Il carnefice, inoltre, è solito ricompensare con regali e privilegi di sorta l’oggetto delle sue perversioni per comprarne la complicità e celare lo sfruttamento sessuale.
La madre, il più delle volte assente, sceglie di abbandonare il suo ruolo di donna di casa addossando tutti i doveri richiesti dallo status, compresi quelli sessuali, sulla figlia coprendosi il volto e l’animo con una maschera d’indifferenza.
Lontano dalle mura domestiche il pedofilo presenta una personalità creativa in grado di utilizzare raffinate tecniche di approccio. Egli può corteggiare la madre per arrivare al bambino; conquistare la fiducia dei genitori che lo accolgono nella loro casa come un amico e ottenendo, così, libero accesso. Meschino, può prendere di mira bambini sofferenti o con carenze affettive facendoli sentire importanti e amati.
Altri, i classici frequentatori del turismo sessuale in vigore soprattutto in Asia e in Africa, agiscono senza premeditazione.
Per il pedofilo, parlare di patologia o di ossessione recidiva in riferimento alla sua condizione, è un errore. Egli sostiene di amare il bambino e quindi inevitabile, nell’amore, è l’attrazione per il partner e il contatto fisico.
Le sedute di analisi psichiatriche puntano l’obiettivo sulla rielaborazione dell’infanzia dell’individuo, sminuzzando simultaneamente la sua personalità e richiedendo perciò la massima collaborazione da parte del paziente che di raro accetta.
L’alternativa è rappresentata da una cura farmacologia a base di antidepressivi, antiossessivi e antifobici che inibiscono le pulsioni, calmano l’ansia e diminuiscono il desiderio stabilizzando l’umore. Drastica ma non risolutiva è la castrazione chimica.
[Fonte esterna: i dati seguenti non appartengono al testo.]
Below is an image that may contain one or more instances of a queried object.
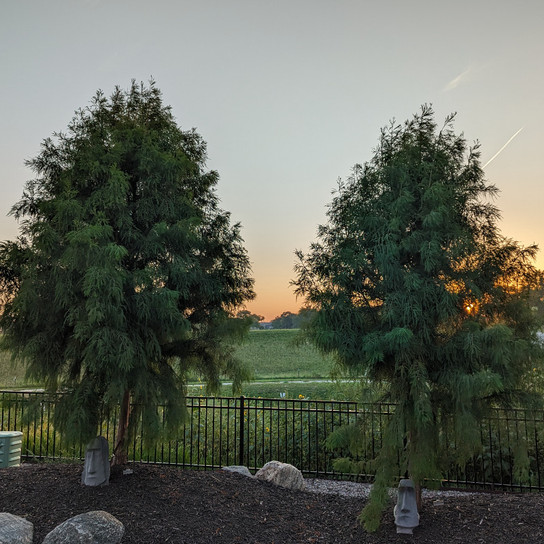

Essa agisce limitando la secrezione del testosterone, l’ormone maschile che regola lo sviluppo e le pulsioni sessuali, attraverso l’assunzione di antiandrogeni.
IL PARADOSSO
E’ un dato di fatto che la maggior parte dei pedofili rifiuta le terapie rivendicando la legittimità dei loro abusi, forti della convinzione secondo cui il bambino ha la facoltà di accettare o meno le avance dell’adulto.
Naturalmente le cronache al riguardo affermano l’esatto opposto.
La sessualità, a loro avviso, è un aspetto gradevole e fondamentale nella vita delle persone e non è da considerarsi ne maligna ne amorale.
Proprio per questo nascono le associazioni a tutela del “Diritto di libertà sessuale del bambino”,a loro avviso, oppresso da una società sessuofobica.
Secondo tali associazioni i veri danni provocati al bambino sono l’ansia di dover tener nascosti i “giochi” che fanno con gli adulti, i processi penali a seguito delle denunce e il comportamento dei genitori di eccessiva protezione verso i pedofili, che insegnano al bambino a ribellarsi condannandolo a morte.
Indebolire l’influenza dei genitori sui loro figli si pone, allora, come scopo essenziale.
L’associazione pro-pedofilia “The Slurp” ha stilato a tal proposito una lettera idealmente rivolta a tutti i bambini per convincerli a non aver paura e ad abbandonare ogni remissività.
Eccone brevi stralci.
“[…]Probabilmente qualcuno ti ha detto che puoi dire di no. […] Se qualche adulto ti chiede di fare delle “cose”, non devi farle. Questo, ovviamente, non si riferisce al fatto che tua madre ti dice di lavarti i denti. […]
Bene ricorda solo una cosa: se puoi dire no, puoi anche dire sì. Questo significa che se ti senti di fare qualche cosa, tu hai il diritto di farlo. Non importa quello che hanno detto i tuoi genitori. Perché è un diritto. Sei tu che puoi scegliere.”
E ancora.
“Talvolta gli amici con i quali ti diverti ti dicono di non raccontare agli altri quello che avete fatto insieme. […] Il motivo di ciò è semplice: se la gente scopre che hai fatto delle cose con un amico adulto, questo può farlo andare in prigione e rovinargli la vita.”
Risulta qui chiaro il punto su cui far leva. L’ingenua sensibilità del bambino e i sensi di colpa in lui generati. Il bambino, spinto dal timore di far accadere “qualcosa di brutto”, cede all’abuso. Si lancia, vittima sacrificale, fra le braccia dell’orco che lo ha ingannato con subdole parole e chiude, dietro di sé, la porta al dolce paradiso della tenera età.